Spatial distribution of blood flow predicts metabolic phenotypes and electrophysiological properties in the heart

Abstract

High resolution analysis (300 μl) reveals a temporally stable, patchy pattern of perfusion in the LV free wall. Low flow areas (LowF) receive <60% of the average flow and display decreased energy turnover and enhanced fatty acid content, while the mechanism of this spatial heterogeneity is unknown. Lipid profile analysis of canine LowF showed an elevated triglyceride content (+212%) when compared to High flow samples (HighF).

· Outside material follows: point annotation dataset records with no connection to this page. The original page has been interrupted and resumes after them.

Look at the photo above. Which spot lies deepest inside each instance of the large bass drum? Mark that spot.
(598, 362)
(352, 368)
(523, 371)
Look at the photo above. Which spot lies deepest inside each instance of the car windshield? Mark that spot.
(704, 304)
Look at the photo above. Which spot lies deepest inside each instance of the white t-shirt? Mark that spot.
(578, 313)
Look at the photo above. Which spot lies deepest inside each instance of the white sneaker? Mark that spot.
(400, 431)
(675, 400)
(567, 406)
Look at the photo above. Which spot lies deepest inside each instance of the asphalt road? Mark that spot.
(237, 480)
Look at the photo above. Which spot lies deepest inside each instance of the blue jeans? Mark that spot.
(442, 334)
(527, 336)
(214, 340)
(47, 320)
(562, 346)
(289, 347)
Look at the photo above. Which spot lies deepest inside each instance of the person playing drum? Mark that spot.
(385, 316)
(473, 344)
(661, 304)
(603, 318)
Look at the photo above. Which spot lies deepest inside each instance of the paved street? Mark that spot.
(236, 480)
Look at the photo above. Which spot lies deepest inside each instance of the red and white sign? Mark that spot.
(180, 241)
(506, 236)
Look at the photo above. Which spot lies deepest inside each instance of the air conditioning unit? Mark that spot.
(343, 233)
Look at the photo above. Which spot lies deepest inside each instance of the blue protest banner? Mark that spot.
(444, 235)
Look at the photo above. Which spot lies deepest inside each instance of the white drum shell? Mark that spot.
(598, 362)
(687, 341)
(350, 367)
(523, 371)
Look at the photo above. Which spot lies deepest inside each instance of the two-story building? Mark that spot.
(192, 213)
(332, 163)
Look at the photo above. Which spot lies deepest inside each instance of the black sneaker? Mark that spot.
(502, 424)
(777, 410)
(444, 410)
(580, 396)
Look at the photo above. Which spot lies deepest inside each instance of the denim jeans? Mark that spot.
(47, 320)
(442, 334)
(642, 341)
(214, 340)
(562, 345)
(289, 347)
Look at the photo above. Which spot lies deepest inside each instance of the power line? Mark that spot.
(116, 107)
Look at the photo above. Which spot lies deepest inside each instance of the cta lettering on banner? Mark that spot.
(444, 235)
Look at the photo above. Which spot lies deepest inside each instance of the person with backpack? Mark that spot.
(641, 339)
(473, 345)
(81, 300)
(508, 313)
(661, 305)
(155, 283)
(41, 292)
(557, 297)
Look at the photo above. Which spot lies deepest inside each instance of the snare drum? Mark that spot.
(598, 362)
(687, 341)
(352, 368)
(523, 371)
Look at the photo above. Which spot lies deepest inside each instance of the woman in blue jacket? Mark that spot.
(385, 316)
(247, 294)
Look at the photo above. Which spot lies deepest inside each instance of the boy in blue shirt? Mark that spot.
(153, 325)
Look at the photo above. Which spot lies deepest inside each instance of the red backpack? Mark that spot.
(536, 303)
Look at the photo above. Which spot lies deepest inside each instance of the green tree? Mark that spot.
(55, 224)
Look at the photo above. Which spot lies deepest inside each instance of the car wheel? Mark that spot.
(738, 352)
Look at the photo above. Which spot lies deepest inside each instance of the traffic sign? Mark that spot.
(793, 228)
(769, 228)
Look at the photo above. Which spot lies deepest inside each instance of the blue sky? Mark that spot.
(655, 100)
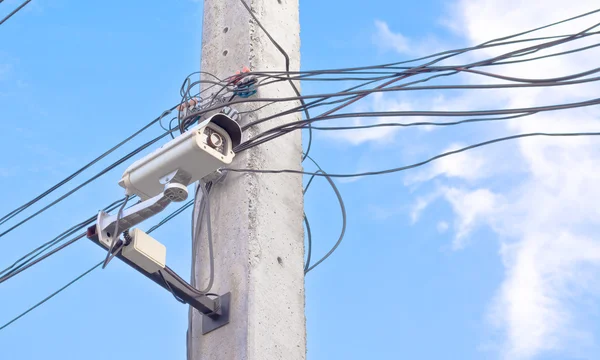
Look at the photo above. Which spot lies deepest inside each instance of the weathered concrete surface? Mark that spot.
(257, 218)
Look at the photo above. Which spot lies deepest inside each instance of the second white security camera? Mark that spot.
(196, 153)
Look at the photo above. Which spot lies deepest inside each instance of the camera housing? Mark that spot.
(191, 156)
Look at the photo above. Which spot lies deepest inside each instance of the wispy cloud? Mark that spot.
(547, 218)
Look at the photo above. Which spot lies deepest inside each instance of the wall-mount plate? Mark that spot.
(209, 324)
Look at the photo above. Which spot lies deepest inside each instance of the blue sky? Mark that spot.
(487, 255)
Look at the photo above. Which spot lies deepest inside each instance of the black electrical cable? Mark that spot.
(72, 191)
(309, 243)
(116, 234)
(51, 295)
(41, 258)
(16, 211)
(32, 255)
(14, 11)
(283, 130)
(65, 287)
(407, 167)
(423, 123)
(343, 210)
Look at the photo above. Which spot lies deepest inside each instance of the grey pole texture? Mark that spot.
(256, 218)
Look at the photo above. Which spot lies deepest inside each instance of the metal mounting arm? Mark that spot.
(174, 192)
(215, 311)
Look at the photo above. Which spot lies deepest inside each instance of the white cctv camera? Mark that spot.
(186, 159)
(162, 176)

In LowF, mRNA expression of PPARα was reduced to ¼ and the same was true for 5 key enzymes or transporters in lipid metabolism (p<0.05 – 0.001), suggesting preferential glycolysis in LowF. Potassium ion channel expression also displayed flow-related differences, with enhanced expression of ERG (3.5-fold, p<0.001) and KChIP2 (2.1-fold) in LowF, mediating resp. governing IKr and Ito. Model analysis predicted a shorter local APD in LowF, which was confirmed by epicardial mapping of local QT intervals. This revealed a patchy, temporally stable pattern and a QT prolongation upon ERG blockade predominantly in areas of short basal QT (p<0.01). In short QT areas, ERG expression was increased and basal perfusion decreased. Thus, within the apparently homogenous left ventricular wall, distinct metabolic and electrophysiological phenotypes exist. In LowF, both downregulation of fatty acid oxidation and APD shortening will reduce O2 consumption in these regions and may thus partially explain the spatial heterogeneity of perfusion. Supported by DFG.